Débarrassé de ses études en 2015, l’alsacien n’est toutefois pas débarrassé de tous tracas par le décès prématuré de sa mère en début de saison, accompagné d’une blessure en début de trêve hivernale. S’échinant encore à améliorer sa régularité, Maxime Marotte profite d’une forme flamboyante durant l’été pour se hisser à nouveau parmi les cadors, réussissant alors une belle fin de saison, gratifiée notamment d’un podium en Coupe du Monde. Frustré par un mauvais départ lors des mondiaux et enfermé dans la masse lors des premiers tours, il décroche cependant une belle 6e place, symbole de ce bel état physique. A nouveau 2e des championnats de France derrière l’éternel Julien Absalon et désormais double vainqueur de l’épreuve marathon, le pilote tricolore reste maître « des autres » dans ses terres, attendant patiemment que son compatriote vosgien tire sa révérence.

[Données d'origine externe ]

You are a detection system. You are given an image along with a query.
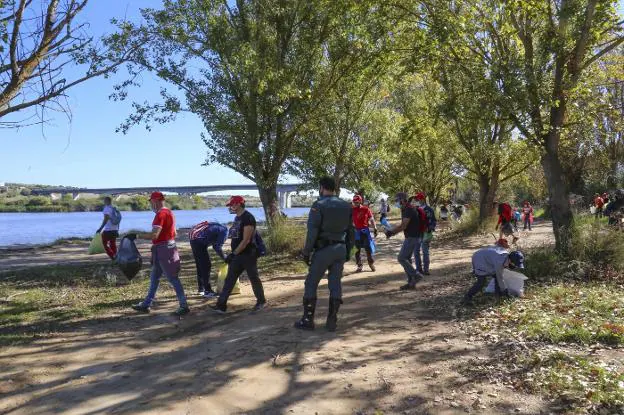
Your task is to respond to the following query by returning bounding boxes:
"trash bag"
[216,264,240,295]
[88,233,105,255]
[484,271,527,297]
[116,236,143,280]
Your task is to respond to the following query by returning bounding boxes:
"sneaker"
[423,271,430,276]
[356,265,363,273]
[174,306,190,316]
[210,304,226,314]
[203,291,219,300]
[197,290,205,296]
[131,303,150,313]
[251,302,268,313]
[400,283,416,291]
[369,263,376,272]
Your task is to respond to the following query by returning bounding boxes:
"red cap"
[149,191,165,201]
[415,192,426,201]
[496,238,510,249]
[226,195,245,206]
[352,195,363,203]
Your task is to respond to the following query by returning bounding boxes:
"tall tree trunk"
[258,183,280,227]
[477,164,500,224]
[541,135,574,253]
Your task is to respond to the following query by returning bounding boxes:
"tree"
[380,75,459,206]
[111,0,386,223]
[488,0,623,251]
[0,0,139,128]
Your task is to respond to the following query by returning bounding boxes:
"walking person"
[379,198,388,224]
[210,196,267,314]
[385,192,424,290]
[462,238,525,306]
[522,201,534,231]
[593,193,604,219]
[295,177,354,331]
[189,221,228,298]
[96,196,121,260]
[512,208,521,232]
[131,192,189,316]
[352,195,378,272]
[413,192,436,276]
[496,201,518,243]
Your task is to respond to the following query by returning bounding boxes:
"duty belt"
[315,239,345,249]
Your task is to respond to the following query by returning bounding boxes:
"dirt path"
[0,224,555,415]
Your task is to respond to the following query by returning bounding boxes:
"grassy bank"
[462,216,624,413]
[0,220,308,346]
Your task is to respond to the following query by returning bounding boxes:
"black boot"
[294,297,316,330]
[326,297,342,332]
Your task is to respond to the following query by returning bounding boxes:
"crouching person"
[462,238,524,306]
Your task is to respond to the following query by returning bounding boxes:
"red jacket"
[497,203,512,224]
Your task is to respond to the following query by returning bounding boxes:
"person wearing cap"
[210,195,267,314]
[385,192,424,290]
[413,192,436,276]
[189,221,228,298]
[295,176,354,332]
[462,238,525,306]
[352,194,378,272]
[130,191,189,316]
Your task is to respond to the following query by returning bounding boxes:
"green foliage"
[262,219,306,256]
[111,0,390,220]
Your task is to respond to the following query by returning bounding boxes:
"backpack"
[498,202,512,220]
[416,207,429,233]
[190,221,210,240]
[424,205,437,231]
[254,231,267,257]
[110,206,122,226]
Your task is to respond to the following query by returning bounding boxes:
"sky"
[1,0,258,191]
[1,1,623,191]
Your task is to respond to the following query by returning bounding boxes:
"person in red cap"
[130,191,189,316]
[210,195,267,314]
[352,194,378,272]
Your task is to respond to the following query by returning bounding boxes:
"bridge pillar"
[278,191,292,209]
[72,192,80,201]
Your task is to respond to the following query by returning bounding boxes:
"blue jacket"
[189,222,227,259]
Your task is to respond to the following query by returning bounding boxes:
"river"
[0,207,310,247]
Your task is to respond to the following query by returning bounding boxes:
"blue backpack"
[254,232,267,257]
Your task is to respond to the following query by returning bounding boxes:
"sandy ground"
[0,224,556,415]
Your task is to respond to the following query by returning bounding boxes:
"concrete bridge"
[30,183,307,209]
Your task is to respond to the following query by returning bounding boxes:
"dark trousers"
[190,239,213,293]
[523,215,532,230]
[218,252,265,309]
[355,234,374,267]
[465,274,500,299]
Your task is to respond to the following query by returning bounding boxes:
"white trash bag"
[484,270,528,297]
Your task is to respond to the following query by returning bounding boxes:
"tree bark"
[258,183,280,227]
[541,133,574,253]
[477,169,499,224]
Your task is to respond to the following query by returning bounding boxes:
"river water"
[0,207,310,247]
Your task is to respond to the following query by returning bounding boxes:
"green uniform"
[302,195,354,299]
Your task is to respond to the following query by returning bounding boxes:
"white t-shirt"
[102,205,119,232]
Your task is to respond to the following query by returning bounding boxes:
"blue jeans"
[143,245,187,308]
[398,236,422,283]
[414,238,430,273]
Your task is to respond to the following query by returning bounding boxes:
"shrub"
[263,219,306,256]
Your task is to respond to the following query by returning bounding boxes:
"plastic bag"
[502,269,528,297]
[88,233,105,255]
[116,236,143,280]
[216,264,240,295]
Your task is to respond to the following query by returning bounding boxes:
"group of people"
[94,178,527,331]
[495,200,534,242]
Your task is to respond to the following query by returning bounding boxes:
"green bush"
[263,219,306,256]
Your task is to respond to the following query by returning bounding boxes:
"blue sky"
[1,1,623,191]
[1,0,256,191]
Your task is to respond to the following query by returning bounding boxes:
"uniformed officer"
[295,176,354,332]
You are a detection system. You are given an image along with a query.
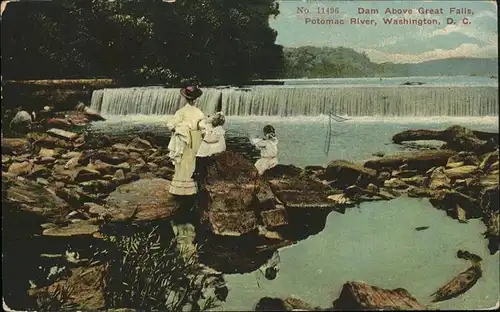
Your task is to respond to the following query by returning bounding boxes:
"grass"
[104,226,222,311]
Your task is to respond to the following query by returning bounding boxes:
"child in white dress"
[196,112,226,158]
[194,112,226,188]
[250,125,278,175]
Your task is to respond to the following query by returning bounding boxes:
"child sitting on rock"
[196,112,226,158]
[250,125,278,175]
[194,112,226,187]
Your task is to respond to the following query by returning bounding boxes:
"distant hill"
[282,47,498,78]
[405,57,498,77]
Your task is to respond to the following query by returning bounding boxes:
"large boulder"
[332,281,425,310]
[323,160,377,188]
[3,173,71,222]
[9,110,32,133]
[202,151,263,236]
[104,178,178,222]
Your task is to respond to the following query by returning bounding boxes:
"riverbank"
[2,115,498,310]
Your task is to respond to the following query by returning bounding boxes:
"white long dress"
[250,137,279,175]
[167,103,206,195]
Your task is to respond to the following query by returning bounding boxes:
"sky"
[269,0,498,63]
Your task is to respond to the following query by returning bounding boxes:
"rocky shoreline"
[2,108,498,311]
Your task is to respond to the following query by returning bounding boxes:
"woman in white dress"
[167,84,206,196]
[250,125,279,175]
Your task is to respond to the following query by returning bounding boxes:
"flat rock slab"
[42,220,100,237]
[3,174,70,221]
[105,178,178,222]
[333,281,426,310]
[47,128,79,141]
[364,150,456,172]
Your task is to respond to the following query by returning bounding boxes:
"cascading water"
[90,85,498,117]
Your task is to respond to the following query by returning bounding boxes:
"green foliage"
[282,46,409,78]
[104,226,221,311]
[2,0,284,85]
[35,285,77,312]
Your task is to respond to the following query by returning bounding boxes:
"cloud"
[364,43,498,63]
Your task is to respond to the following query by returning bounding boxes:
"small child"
[250,125,278,175]
[194,112,226,187]
[196,112,226,158]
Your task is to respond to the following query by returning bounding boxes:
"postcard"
[1,0,498,311]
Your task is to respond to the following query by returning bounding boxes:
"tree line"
[1,0,284,86]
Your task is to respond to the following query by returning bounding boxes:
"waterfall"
[90,87,221,116]
[90,86,498,117]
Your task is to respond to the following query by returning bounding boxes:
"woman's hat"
[180,85,203,100]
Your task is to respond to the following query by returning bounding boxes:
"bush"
[104,226,222,311]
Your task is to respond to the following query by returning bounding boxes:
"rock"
[255,297,316,311]
[324,160,377,188]
[332,281,425,310]
[327,193,355,205]
[8,161,33,176]
[64,157,80,169]
[400,176,427,186]
[34,156,56,165]
[255,297,291,311]
[364,150,456,172]
[112,143,128,152]
[29,164,51,178]
[384,178,408,190]
[126,137,153,150]
[444,165,478,179]
[75,168,101,182]
[446,161,464,169]
[3,174,70,222]
[392,170,418,179]
[392,125,498,153]
[260,208,288,228]
[377,171,391,182]
[42,220,100,236]
[61,151,83,159]
[366,183,379,193]
[431,265,482,303]
[88,160,116,175]
[29,264,107,310]
[268,175,339,209]
[104,178,178,222]
[79,180,112,194]
[115,162,131,171]
[372,151,385,157]
[457,206,468,223]
[2,137,31,155]
[257,226,283,240]
[47,128,79,141]
[428,167,451,190]
[112,169,126,181]
[208,211,258,236]
[10,110,33,133]
[479,150,499,172]
[38,148,57,158]
[264,164,303,179]
[83,202,107,217]
[36,178,50,186]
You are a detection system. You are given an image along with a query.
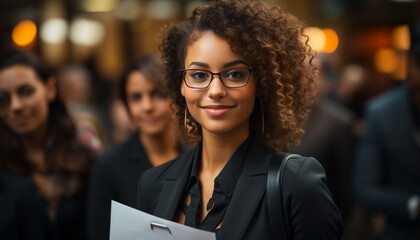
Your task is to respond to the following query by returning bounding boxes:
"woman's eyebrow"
[223,60,248,68]
[187,60,248,69]
[187,62,209,68]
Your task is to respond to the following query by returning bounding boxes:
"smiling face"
[126,71,174,136]
[181,31,256,137]
[0,65,56,135]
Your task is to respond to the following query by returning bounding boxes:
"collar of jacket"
[152,137,274,239]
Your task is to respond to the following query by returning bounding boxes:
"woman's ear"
[181,84,185,97]
[46,77,57,102]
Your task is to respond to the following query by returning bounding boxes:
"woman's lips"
[142,117,158,125]
[202,105,234,117]
[11,116,29,126]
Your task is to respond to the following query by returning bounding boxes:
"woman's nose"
[10,95,23,111]
[207,77,227,99]
[141,95,154,112]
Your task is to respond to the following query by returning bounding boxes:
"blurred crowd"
[0,8,420,240]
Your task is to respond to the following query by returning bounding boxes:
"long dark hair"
[0,52,93,190]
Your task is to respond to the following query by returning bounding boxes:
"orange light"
[374,48,398,74]
[12,20,37,47]
[323,28,339,53]
[391,24,410,51]
[304,27,326,52]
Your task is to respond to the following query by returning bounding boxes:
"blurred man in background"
[354,20,420,240]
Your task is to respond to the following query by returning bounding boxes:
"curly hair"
[160,0,318,151]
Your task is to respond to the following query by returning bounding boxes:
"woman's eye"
[0,93,11,110]
[189,71,209,81]
[19,86,34,97]
[225,70,244,79]
[151,91,164,100]
[130,93,141,102]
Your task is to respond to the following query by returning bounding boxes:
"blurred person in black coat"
[354,20,420,240]
[292,59,356,222]
[87,54,183,240]
[0,172,53,240]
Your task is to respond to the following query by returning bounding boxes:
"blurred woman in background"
[0,52,94,240]
[88,54,183,240]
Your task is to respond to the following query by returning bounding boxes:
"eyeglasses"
[181,67,253,89]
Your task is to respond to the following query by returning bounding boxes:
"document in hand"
[110,201,216,240]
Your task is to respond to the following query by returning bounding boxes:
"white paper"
[110,200,216,240]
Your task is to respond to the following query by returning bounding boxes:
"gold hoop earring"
[184,107,188,137]
[260,101,265,136]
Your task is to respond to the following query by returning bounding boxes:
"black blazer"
[0,172,53,240]
[88,133,152,240]
[137,138,342,240]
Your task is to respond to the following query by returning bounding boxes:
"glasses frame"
[180,67,254,89]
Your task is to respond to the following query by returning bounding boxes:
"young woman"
[88,54,182,240]
[0,52,94,240]
[136,0,343,239]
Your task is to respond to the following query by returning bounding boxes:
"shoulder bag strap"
[267,152,293,240]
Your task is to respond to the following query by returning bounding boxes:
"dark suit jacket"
[0,172,53,240]
[88,134,152,240]
[354,85,420,240]
[137,137,342,240]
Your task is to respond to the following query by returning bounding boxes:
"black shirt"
[180,134,253,232]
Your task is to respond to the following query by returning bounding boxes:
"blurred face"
[181,31,256,136]
[126,71,173,136]
[0,65,56,135]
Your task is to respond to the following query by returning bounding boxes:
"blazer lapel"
[153,147,197,220]
[218,139,273,239]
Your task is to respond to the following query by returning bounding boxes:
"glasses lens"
[184,70,211,88]
[221,68,250,87]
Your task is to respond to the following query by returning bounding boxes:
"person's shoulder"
[0,172,38,199]
[137,151,193,211]
[96,134,142,165]
[282,155,326,191]
[139,147,195,191]
[141,148,194,182]
[0,172,33,189]
[366,84,408,114]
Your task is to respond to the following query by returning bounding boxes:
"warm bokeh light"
[70,18,105,47]
[83,0,118,12]
[40,18,68,44]
[323,28,339,53]
[115,0,140,21]
[374,48,399,74]
[392,52,407,81]
[146,0,180,20]
[391,24,410,51]
[12,20,37,47]
[185,0,207,16]
[304,27,326,52]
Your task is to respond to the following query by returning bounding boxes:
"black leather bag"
[266,152,296,240]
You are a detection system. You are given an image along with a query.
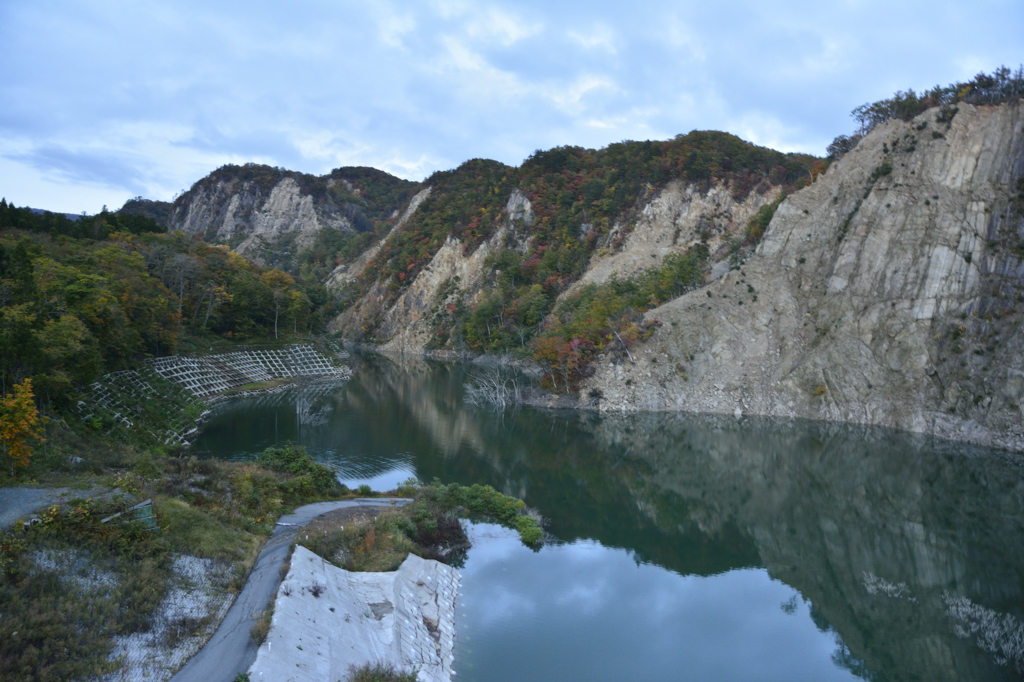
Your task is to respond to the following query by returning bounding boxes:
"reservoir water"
[193,355,1024,681]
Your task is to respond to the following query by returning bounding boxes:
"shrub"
[346,661,418,682]
[256,443,336,493]
[827,133,863,159]
[838,66,1022,146]
[745,196,784,246]
[0,499,172,681]
[250,603,274,645]
[422,482,544,548]
[532,243,708,391]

Cette belle saison offre d’ailleurs à 2016 la possibilité d’effacer la frustration de 2012. Cette fois bien sélectionné pour les Jeux Olympiques de Rio, après avoir terminé second du test-event l’année précédente, Maxime Marotte réalise un début de saison exceptionnel. Deuxième de la manche de Coupe du Monde de Cairns derrière Nino Shürter mais devant Julien Absalon, il enchaîne avec une troisième place à Albstadt derrière les deux légendes vivantes, avant d’offrir au public de la Bresse un triplé français en s’intercalant entre Absalon et Koretzky sur le podium. Auteur par la suite d’un quatrième podium consécutif à Lenzerheide, il se présente au Brésil avec un moral gonflé à bloc, et une confiance pleinement ravivée. Profitant de ce formidable élan physique et mental, il réalise une prestation de haut-niveau sur cette épreuve qu’il attend depuis quatre ans, rapidement distancé par Shurter et Kuhlavy, mais au contact de ses concurrents pour la troisième place. Si la performance est impressionnante, le résultat laisse toutefois place à l’amertume. Devancé d’à peine dix secondes par l’espagnol Carlos Coloma, champion d’Hispanie en titre, l’alsacien rentre en France bredouille.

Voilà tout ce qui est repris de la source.